Je n’ai pas trop senti de changements à la Libération parce qu’à la campagne, là où j’étais, je ne voyais pas d’Allemand ou très peu.

Quelques temps après, mes parents sont venus me chercher mais il a fallu attendre que les transports se rétablissent. Je suis remontée au Chesnay, puisque mes parents habitaient là. Il y avait une pénurie de logements avec les sinistrés. La mairie réquisitionnait des logements. Les gens que nous remplacions devaient être partis je ne sais où. Ils avaient donc mis les meubles de ces locataires dans une pièce avec les scellés et on occupait deux pièces.

La vie reprenait mais on sentait toujours une dureté pour se nourrir. Ce n’est pas revenu comme ça d’un seul coup. Mais j’avais retrouvé mes parents ! J’étais très heureuse. Et je suis repartie à l’école primaire. J’ai passé mon certificat d’études, puis j’ai continué au cours complémentaire. J’ai ensuite passé mon brevet commercial et j’ai commencé à travailler.

Le jazz, j’en ai entendu parler. Mais j’étais trop jeune. J’habitais le Chesnay, c’était pour ainsi dire Versailles – et le jazz, ça se passait à Paris.
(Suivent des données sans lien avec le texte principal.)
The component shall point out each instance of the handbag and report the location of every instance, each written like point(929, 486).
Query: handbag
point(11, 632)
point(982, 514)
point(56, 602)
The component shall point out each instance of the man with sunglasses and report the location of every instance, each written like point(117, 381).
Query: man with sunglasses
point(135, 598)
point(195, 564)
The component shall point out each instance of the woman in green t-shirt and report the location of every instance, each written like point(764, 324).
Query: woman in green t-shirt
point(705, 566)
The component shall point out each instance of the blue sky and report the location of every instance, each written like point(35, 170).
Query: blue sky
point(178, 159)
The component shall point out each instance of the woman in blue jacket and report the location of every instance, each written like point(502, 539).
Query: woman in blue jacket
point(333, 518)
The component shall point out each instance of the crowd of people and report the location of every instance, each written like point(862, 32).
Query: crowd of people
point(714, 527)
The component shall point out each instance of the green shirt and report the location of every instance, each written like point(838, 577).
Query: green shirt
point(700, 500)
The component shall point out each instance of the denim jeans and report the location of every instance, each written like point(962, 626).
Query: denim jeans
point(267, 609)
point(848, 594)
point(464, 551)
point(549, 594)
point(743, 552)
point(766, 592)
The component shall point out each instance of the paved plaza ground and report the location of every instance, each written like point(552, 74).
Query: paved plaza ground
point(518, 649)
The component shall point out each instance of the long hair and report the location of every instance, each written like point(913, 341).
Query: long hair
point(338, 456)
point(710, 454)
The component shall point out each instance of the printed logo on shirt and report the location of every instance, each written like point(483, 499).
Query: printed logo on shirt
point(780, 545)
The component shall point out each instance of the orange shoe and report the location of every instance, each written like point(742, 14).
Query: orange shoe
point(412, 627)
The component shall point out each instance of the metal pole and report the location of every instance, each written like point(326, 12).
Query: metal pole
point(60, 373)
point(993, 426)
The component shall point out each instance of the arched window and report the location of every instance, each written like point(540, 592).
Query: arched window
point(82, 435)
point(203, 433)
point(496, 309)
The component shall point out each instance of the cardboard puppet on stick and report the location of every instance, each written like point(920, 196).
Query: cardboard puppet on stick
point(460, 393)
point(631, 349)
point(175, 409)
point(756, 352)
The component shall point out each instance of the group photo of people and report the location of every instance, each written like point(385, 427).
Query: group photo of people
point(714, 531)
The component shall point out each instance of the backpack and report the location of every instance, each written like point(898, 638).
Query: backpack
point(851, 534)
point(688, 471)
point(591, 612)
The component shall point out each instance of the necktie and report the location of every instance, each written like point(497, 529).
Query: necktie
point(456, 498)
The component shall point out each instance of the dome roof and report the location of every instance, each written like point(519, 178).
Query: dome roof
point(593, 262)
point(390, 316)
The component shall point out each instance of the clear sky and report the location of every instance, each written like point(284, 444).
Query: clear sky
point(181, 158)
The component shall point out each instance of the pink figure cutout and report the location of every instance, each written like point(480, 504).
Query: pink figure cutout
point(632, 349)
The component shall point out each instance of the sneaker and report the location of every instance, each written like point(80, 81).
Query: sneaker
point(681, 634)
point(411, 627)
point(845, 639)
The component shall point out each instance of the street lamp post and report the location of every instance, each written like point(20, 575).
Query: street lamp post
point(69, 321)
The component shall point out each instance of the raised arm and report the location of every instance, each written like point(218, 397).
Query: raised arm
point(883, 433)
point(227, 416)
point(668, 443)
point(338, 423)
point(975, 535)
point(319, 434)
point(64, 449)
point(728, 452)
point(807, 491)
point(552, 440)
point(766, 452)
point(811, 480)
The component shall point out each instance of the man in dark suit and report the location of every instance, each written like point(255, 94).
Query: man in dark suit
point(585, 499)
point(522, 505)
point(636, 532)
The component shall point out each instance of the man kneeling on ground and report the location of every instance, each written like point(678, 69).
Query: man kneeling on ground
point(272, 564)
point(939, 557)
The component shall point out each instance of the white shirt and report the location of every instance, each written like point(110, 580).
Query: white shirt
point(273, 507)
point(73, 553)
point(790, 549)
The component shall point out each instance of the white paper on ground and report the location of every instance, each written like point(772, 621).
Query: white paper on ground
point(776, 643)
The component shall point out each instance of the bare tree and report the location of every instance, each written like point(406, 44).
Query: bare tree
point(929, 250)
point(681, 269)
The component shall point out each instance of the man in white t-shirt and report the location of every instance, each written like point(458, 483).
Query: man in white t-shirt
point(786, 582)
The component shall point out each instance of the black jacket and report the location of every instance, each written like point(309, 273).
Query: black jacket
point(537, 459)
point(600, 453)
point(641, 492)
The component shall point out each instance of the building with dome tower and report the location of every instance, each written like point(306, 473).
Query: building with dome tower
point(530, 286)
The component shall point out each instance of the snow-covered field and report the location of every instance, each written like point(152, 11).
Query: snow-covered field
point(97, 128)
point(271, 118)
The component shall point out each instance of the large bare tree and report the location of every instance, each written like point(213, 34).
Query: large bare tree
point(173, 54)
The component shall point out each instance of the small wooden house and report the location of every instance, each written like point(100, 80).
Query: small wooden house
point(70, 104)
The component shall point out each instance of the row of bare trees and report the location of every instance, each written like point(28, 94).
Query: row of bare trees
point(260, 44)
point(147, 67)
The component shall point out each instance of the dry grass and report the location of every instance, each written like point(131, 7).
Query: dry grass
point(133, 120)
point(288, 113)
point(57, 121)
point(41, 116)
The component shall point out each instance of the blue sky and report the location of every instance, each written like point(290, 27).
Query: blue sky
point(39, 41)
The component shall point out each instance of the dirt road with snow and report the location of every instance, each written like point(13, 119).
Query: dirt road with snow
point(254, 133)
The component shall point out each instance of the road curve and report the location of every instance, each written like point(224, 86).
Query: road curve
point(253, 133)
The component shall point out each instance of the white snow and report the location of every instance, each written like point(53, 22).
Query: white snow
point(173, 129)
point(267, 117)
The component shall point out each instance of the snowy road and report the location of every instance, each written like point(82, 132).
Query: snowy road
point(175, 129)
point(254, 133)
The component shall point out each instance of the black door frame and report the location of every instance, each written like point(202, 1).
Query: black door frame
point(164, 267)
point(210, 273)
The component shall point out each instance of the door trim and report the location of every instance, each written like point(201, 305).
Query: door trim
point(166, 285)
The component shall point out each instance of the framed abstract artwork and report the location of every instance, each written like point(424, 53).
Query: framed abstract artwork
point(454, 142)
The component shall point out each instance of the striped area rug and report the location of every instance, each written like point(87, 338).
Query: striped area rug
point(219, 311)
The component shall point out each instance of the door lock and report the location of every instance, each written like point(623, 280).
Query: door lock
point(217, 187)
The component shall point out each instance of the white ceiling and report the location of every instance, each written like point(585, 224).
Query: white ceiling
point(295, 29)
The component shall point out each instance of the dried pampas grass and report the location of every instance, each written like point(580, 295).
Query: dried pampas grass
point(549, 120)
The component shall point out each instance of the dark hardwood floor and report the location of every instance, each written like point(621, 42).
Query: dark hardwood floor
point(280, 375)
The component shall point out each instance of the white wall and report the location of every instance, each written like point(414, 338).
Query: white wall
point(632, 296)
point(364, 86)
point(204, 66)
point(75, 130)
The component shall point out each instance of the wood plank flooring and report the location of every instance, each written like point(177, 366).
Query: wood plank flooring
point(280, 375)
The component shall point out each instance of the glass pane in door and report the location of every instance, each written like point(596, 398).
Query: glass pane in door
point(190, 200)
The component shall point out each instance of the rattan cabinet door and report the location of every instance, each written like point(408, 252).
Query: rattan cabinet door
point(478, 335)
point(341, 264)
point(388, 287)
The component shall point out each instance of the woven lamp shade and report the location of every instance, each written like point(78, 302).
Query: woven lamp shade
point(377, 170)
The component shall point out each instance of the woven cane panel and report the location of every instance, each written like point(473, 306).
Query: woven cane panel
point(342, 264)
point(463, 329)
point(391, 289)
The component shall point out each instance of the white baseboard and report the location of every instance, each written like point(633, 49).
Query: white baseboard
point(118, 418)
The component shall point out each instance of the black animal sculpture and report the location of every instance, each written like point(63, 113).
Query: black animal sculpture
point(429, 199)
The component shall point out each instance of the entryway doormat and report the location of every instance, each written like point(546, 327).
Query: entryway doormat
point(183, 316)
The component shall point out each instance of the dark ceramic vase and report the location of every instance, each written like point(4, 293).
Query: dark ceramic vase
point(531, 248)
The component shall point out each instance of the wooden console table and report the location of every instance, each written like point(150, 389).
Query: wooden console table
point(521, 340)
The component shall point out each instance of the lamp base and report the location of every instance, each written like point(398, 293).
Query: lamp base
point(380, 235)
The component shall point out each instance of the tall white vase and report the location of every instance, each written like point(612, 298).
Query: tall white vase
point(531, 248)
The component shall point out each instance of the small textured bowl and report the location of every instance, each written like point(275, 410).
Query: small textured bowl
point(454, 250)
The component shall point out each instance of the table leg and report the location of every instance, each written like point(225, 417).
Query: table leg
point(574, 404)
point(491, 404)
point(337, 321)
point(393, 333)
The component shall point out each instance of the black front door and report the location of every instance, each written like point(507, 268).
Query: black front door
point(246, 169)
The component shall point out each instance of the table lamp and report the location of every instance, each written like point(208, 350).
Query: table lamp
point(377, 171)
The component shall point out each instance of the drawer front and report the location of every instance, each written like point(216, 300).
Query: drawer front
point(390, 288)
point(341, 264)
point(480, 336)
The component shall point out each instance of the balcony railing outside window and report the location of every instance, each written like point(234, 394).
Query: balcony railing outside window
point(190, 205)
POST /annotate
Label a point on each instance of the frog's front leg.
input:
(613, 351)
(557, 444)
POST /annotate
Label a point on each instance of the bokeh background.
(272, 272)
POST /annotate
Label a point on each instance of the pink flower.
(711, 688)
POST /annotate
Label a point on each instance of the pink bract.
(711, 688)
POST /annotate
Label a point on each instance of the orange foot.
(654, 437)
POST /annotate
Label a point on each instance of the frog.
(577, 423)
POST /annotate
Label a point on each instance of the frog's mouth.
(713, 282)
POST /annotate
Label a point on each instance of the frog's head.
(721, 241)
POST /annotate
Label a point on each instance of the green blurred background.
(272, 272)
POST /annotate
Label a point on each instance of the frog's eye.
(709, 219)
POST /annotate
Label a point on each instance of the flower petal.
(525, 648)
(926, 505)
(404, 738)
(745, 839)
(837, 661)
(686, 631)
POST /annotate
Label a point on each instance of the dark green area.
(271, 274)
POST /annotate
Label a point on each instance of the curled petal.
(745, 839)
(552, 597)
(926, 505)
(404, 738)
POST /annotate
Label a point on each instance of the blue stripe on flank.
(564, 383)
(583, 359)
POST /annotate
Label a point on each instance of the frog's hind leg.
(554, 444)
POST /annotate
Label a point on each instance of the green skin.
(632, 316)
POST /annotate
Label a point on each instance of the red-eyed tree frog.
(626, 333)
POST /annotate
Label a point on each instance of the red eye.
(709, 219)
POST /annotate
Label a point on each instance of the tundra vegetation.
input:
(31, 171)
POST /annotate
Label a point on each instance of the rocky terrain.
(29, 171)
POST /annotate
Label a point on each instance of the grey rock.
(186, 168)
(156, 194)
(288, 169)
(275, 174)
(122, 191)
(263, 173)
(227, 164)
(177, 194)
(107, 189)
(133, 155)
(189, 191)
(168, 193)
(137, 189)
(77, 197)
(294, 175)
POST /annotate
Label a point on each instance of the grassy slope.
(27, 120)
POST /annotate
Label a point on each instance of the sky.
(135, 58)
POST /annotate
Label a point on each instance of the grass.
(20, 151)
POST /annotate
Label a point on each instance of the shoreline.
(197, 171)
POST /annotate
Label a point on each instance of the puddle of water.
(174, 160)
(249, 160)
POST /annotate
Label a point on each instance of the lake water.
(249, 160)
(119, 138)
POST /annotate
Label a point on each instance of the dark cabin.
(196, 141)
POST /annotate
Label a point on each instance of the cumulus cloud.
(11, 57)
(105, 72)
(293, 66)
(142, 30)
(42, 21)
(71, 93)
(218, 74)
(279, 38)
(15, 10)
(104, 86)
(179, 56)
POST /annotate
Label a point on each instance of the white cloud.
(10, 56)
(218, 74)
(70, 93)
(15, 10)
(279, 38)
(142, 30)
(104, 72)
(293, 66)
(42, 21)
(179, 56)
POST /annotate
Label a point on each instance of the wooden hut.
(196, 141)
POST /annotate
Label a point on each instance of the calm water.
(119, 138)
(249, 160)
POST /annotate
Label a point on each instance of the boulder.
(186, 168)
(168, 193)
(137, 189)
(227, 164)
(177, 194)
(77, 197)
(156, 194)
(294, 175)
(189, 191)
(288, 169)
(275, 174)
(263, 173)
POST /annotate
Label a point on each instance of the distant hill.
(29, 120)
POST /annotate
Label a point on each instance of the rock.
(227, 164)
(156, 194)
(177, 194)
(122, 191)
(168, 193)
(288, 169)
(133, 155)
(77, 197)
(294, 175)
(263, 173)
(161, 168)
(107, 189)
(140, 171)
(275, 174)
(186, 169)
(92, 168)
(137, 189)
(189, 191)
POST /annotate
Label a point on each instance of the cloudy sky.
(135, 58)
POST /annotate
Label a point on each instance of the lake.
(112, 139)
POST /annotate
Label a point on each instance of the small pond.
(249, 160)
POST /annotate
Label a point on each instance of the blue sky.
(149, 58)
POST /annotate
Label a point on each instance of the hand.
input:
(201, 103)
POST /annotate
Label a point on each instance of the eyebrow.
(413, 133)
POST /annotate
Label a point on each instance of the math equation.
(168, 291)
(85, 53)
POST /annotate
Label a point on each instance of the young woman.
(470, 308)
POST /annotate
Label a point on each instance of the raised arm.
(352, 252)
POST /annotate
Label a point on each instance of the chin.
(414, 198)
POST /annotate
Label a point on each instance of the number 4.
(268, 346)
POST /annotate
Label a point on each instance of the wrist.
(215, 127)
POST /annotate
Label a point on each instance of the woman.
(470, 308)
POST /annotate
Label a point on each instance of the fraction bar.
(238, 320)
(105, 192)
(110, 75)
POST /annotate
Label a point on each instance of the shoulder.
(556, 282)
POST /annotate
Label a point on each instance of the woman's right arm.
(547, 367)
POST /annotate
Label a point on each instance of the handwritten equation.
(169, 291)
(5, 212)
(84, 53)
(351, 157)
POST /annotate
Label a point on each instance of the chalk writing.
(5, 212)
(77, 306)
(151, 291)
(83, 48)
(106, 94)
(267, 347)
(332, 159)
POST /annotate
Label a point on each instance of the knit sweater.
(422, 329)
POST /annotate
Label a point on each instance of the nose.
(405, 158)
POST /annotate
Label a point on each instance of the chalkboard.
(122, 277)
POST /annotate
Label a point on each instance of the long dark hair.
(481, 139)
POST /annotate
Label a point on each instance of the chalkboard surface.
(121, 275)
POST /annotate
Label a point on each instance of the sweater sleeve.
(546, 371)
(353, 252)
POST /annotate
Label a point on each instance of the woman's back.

Si j’avais dansé sous les chaumières dans la Sarthe, ce n’était plus du tout ça en ville !

A partir de la Libération, nous avons connu de nouveaux produits : notamment les réfrigérateurs. Cela a vraiment été un bouleversement dans la vie, dans le quotidien.

Message aux jeunes

La guerre est quelque chose d’épouvantable. Il ne faut pas revivre ça. Je ne pense pas que l’on revive cela avec les Allemands. En tout cas, je ne retiens pas d’animosité contre eux. De plus, ce n’est pas parce qu’on n’est pas de même religion ou qu’on n’a pas les mêmes opinions qu’on doit se battre. Nous sommes tous égaux. Nous cherchons tous à être le mieux possible.